The Planning Court is part of the Administrative Court which is, in turn, part of the Queen’s Bench Division. In recognition of its unique composition of cases, the Planning Court is overseen by the ‘Planning Liaison Judge’.

The Planning Court deals with all judicial reviews and statutory challenges involving planning matters in accordance with Civil Procedure Rule 54.21 and Practice Direction 54E including appeals and applications relating to any of the following matters:

  • planning permission, other development consents, the enforcement of planning control and the enforcement of other statutory schemes;
  • applications under the Transport and Works Act 1992;
  • wayleaves;
  • highways and other rights of way;
  • compulsory purchase orders;
  • village greens;
  • European Union environmental legislation and domestic transpositions, including assessments for development consents, habitats, waste and pollution control;
  • national, regional or other planning policy documents, statutory or otherwise; or any other matter the judge appointed under rule 54.22(2).

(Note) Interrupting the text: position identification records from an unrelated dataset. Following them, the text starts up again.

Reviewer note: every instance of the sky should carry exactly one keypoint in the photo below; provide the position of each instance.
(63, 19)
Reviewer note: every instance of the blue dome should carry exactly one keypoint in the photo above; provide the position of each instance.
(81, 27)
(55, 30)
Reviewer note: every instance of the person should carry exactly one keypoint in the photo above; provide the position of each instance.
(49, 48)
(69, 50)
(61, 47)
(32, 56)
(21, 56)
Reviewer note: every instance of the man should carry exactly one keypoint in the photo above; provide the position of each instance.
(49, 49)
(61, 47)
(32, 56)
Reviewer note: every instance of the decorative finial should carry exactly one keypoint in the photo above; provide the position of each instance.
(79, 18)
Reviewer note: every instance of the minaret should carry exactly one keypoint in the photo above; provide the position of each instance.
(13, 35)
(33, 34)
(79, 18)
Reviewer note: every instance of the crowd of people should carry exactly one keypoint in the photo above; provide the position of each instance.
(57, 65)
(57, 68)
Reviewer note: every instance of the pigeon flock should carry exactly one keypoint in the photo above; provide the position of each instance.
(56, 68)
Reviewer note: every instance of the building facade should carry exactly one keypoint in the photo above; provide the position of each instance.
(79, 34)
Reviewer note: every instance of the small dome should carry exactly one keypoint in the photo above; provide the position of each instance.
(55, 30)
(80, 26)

The Court was created because of the clear need to deal more swiftly with planning cases, large and small, in the interests of justice for everyone involved in the planning process. As a result new time limits, tighter than before and tighter than those for other cases within the Administrative Court, are now applied to planning cases. In addition, the Planning Liaison Judge has responsibility for identifying which cases might be considered to be particularly substantial or difficult and these cases are then usually allocated to a judge with a significant expertise of the issues at hand. The definition of a ‘significant’ case will be applied broadly but can be thought of as those applications involving a development with a substantial economic impact at a local, regional or national level or a case which seems to be particularly complex.

The new timetables are rigorous. In essence:

  • applications for permission to apply for judicial review are to be determined within three weeks of the expiry of the time limit for filing of the acknowledgment of service;
  • oral renewals of applications for permission to apply for judicial review are to be heard within one month of receipt of request for renewal;
  • applications for permission under section 289 of the Town and Country Planning Act 1990 are to be determined within one month of issue;
  • substantive statutory applications, including applications under section 288 of the Town and Country Planning Act 1990, are to be heard within six months of issue; and
  • judicial reviews are to be heard within ten weeks of the expiry of the period for the submission of detailed grounds by the defendant or any other party as provided in Rule 54.14.

The Planning Court can sit in any of the regional Administrative Courts (Birmingham, Cardiff, Manchester, Leeds and Bristol). Hearing cases at court centres outside of London is particularly important given the inherent local nature of cases involving land disputes.